Today is Kaarthigai Deepam. A festival of lights celebrated in Tamilnadu. We light small earthen lamps and decorate the house-front. While munching on the pori-urundai (jaggery mixed popped rice balls), its pertinent to see the history of this lovely festival.
Kaarthigai is the name of a Tamil month and the Deepam festival occurs on the first or second full-moon day after Deepavali, which is a no-moon day. Deepavali (Diwali) is the more prominent festival of lights in North India. Its also the festival of noise (?! kidding) in South India. But its almost certain that Kaarthigai Deepam and Deepavali are the same festival.
Tamils follow a solar calendar. Its a month behind the other calendars of India. For example, Ugadhi, the Telugu and Kannada new year's day occurs in mid-March while the Tamil new year's day is mid-April. Infact, the Tamil Calendar is also behind the naming convention used in the other solar calendars like the Punjabi one.
Consequent of this, the Tamil Chithirai or Vaikasi is one month behind Chithra or Baishaki in other calendars. Now, I don't know how all these calendars still converge on the day of winter Solstice which is January 14 or 15 in all the states!!
Anyway, its likely becos of these calendar confusions, Tamils celebrate Kaarthigai Deepam a month behind Deepavali.
People all over the world celebrate the Sun and its winter Solstice. Thats the shortest day of the year and also the day on which Sun starts its northern journey. A similar festival for Light (artificial) or its source Fire is perfectly understandable. The Jews celebrate Light on Hanukkah roughly around the same time as we do. I'm certain the fire worshiping Zoroastrians also have their Deepavali equivalent, they being the symbiotic cousins of the Vedic-Aryans.
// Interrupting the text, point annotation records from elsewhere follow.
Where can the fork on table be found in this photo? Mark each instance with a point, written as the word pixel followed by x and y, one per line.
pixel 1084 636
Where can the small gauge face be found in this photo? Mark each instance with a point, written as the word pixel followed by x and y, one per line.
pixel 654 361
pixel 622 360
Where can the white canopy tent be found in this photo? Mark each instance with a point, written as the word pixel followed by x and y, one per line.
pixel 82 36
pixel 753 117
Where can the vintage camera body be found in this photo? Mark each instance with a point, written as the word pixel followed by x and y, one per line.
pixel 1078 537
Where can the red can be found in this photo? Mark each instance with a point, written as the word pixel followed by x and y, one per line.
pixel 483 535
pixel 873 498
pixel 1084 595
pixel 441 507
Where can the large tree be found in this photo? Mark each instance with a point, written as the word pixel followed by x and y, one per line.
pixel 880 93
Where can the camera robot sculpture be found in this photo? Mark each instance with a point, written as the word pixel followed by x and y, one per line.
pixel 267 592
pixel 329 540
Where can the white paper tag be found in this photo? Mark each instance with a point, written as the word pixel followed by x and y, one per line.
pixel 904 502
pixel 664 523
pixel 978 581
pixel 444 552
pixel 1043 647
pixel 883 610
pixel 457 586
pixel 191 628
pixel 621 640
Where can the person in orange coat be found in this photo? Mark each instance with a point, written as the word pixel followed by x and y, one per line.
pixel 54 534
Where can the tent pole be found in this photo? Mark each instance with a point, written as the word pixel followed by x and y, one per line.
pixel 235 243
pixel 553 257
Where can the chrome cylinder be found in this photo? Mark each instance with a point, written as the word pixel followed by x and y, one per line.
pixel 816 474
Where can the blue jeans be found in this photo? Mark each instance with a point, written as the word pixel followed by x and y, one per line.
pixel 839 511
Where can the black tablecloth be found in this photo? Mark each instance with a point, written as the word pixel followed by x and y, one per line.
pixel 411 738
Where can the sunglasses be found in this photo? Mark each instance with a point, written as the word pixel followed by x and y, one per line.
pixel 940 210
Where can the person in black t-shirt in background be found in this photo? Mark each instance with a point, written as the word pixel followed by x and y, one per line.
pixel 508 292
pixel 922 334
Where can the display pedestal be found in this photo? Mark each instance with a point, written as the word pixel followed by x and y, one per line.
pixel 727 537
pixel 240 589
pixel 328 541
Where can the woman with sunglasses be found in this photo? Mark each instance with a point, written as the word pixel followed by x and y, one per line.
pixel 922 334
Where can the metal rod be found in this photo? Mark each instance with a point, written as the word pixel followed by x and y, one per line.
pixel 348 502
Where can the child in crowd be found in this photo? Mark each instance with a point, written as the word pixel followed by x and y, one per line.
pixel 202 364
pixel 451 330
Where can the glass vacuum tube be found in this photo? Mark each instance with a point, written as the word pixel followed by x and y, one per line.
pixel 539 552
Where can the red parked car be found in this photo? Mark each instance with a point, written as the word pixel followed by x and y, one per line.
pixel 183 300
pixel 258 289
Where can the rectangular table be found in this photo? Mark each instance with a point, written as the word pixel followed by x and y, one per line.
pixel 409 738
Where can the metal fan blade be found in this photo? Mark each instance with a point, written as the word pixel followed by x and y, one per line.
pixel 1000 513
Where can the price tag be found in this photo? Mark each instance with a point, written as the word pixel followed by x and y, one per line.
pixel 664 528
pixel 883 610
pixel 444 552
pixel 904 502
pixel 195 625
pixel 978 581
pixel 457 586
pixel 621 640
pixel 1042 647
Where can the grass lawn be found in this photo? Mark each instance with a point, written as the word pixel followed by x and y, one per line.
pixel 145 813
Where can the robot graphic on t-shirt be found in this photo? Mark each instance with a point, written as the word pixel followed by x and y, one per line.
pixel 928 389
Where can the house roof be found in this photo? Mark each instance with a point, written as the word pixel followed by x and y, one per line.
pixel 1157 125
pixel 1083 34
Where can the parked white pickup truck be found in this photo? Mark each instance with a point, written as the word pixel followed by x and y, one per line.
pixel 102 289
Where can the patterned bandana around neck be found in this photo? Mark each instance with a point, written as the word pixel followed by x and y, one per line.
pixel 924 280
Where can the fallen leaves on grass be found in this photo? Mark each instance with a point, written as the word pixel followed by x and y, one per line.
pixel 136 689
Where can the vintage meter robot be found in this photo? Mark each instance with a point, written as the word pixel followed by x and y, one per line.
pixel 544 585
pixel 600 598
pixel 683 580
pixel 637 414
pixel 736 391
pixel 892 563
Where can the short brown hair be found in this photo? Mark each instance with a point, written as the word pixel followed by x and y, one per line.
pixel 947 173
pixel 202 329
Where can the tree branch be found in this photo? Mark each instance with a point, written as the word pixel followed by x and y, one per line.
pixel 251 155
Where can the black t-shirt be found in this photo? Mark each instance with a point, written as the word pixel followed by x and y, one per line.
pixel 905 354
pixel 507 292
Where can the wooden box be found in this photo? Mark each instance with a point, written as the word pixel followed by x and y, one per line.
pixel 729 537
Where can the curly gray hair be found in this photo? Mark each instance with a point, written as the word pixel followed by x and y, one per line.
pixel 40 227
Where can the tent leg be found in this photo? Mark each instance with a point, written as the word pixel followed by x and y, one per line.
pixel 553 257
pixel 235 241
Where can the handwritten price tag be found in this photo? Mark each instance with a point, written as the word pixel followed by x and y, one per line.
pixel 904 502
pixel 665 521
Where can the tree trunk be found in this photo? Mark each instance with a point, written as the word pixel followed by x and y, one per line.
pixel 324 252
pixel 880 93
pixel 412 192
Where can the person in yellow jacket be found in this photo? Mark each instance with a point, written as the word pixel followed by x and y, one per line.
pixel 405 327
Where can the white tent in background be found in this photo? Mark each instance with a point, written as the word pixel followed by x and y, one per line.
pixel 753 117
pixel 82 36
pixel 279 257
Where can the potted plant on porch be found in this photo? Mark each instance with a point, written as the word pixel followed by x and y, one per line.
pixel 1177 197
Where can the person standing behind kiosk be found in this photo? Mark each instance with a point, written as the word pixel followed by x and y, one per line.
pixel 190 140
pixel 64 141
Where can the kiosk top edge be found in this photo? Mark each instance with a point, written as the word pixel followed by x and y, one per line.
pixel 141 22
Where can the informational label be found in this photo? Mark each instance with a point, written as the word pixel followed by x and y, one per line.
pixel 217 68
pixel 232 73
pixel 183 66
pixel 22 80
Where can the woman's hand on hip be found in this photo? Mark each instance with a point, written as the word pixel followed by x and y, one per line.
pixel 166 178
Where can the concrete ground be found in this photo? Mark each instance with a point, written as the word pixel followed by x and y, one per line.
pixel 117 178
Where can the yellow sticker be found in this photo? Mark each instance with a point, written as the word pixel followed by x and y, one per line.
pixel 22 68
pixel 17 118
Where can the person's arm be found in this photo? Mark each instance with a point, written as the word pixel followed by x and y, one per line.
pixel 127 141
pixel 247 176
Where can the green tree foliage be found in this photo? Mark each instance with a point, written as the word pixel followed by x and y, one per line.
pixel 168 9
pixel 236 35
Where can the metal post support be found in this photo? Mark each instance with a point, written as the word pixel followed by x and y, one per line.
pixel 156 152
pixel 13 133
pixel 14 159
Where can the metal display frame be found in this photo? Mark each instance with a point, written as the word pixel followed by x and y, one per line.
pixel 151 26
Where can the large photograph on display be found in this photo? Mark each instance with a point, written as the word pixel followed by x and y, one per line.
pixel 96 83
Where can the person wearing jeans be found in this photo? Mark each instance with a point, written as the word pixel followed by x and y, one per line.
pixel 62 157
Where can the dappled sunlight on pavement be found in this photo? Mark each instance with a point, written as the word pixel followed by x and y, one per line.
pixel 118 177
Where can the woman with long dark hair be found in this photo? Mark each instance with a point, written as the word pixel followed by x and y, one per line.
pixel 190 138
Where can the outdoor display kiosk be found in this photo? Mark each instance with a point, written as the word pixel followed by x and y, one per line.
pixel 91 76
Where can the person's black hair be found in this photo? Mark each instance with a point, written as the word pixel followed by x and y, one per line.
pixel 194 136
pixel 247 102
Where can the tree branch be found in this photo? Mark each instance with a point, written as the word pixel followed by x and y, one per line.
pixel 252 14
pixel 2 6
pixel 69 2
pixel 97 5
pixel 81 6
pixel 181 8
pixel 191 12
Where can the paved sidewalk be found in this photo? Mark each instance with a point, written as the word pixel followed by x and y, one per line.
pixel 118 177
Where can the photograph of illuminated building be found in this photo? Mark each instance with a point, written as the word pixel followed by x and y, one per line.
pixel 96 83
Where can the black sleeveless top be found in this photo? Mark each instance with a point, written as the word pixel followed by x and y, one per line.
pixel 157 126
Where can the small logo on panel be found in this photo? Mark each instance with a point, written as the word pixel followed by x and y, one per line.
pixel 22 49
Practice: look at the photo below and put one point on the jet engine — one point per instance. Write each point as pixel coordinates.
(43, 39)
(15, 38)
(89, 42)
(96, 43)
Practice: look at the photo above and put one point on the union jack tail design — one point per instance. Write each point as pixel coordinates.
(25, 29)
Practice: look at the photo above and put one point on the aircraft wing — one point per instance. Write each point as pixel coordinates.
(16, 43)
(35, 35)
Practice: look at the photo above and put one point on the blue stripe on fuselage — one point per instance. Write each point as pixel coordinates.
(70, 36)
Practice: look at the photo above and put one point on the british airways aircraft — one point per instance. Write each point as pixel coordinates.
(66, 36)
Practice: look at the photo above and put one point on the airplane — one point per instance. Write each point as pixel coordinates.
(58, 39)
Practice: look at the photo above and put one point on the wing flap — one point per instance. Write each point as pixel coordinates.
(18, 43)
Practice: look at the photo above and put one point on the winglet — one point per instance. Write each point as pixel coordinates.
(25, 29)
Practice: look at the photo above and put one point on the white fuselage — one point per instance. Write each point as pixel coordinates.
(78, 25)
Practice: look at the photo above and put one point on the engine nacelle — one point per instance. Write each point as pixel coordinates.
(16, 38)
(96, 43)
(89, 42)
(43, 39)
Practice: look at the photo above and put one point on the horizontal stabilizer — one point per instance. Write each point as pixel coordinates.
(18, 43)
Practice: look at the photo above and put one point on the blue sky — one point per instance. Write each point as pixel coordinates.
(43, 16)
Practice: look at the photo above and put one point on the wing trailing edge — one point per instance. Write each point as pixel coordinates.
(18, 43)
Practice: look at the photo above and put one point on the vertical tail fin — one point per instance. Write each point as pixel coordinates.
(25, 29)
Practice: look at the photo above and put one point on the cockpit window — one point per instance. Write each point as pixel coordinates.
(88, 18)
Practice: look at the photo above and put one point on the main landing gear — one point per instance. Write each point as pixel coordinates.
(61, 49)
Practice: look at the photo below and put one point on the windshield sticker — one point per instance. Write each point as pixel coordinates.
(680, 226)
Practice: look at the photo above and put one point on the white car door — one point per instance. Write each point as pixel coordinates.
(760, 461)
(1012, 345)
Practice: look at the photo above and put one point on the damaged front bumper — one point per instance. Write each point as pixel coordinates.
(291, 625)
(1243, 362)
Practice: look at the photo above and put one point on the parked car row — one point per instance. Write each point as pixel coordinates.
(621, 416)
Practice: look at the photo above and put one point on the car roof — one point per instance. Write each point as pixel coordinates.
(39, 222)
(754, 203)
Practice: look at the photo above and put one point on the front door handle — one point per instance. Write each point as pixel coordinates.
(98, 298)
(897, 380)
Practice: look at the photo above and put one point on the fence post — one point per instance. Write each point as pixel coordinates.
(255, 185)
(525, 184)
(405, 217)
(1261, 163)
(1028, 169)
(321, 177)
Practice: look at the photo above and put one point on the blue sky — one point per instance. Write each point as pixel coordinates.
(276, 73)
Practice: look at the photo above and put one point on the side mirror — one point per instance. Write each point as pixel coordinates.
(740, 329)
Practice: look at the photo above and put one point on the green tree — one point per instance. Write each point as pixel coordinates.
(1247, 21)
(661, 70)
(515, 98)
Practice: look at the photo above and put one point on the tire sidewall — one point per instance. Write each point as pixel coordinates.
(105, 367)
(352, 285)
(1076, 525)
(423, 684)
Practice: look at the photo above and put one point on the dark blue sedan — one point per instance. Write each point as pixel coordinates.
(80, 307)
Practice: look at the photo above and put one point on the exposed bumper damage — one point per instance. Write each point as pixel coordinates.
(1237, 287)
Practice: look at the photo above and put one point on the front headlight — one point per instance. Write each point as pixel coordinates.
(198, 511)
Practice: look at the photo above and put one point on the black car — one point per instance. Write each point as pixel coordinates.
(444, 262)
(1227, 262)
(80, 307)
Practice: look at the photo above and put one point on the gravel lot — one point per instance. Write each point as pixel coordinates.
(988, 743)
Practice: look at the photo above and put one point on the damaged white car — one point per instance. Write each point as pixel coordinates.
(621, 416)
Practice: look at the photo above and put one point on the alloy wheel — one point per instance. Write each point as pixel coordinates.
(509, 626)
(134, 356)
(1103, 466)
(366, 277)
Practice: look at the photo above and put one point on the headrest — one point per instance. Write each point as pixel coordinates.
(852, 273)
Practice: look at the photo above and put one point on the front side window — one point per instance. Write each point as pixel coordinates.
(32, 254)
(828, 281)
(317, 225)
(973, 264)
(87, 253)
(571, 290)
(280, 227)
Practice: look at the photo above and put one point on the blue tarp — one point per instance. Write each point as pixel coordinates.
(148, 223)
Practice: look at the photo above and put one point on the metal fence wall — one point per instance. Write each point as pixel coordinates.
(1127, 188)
How nice it'll be if Indians celebrated this festival for what it is. A festival of Lights. Alas, our small minds don't seem to comprehend the magnificent simplicity of this festival. We need clichéd reasons to celebrate Light.
The most clichéd of these reasons is the one about the victory of Good over Evil. Isn't Good always subjective? George Bush was obviously fighting for the Good side against the Evil Saddam Hussein. But how many on the planet subscribe to this view or celebrate it? Which brings us to the question of Rama, on whose name many north-Indians celebrate this festival.
Really? Is the victory of the racist, male-chauvinist, real-or-imaginary king Rama, any cause for celebration? And how silly is that a reason to celebrate the festival of lights? Even the other protagonists in the story (Sita, Jabali, Vali) called Rama, a dishonorable man. And to his face. I'll take George Bush any day over Rama.
Now, to the south Indian story for Deepavali. That Krishna helped by Sathyabhama killed Naragasuran and hence the good-over-evil motive for the festival of lights. While, the teachings of the Philosopher-King Krishna are close to the pinnacle of Indian achievement in Philosophy, why believe in such a silly story as Naragasuran being evil? He may well have been bad or it could be a typical Aryan story vilifying non-Aryans. But why bother?
These stories besmirch the antiquity of this festival which must be several thousand years old. I myself remember Mahavira's Nirwana on Deepavali, but he merely happened to die on this festival day.
I hope, we all mature as a civilization and appreciate the abundant wonders of the universe, most of which we comprehend as light from distant objects. Lets celebrate Light. Its Beautiful. Happy Kaarthigai Deepam!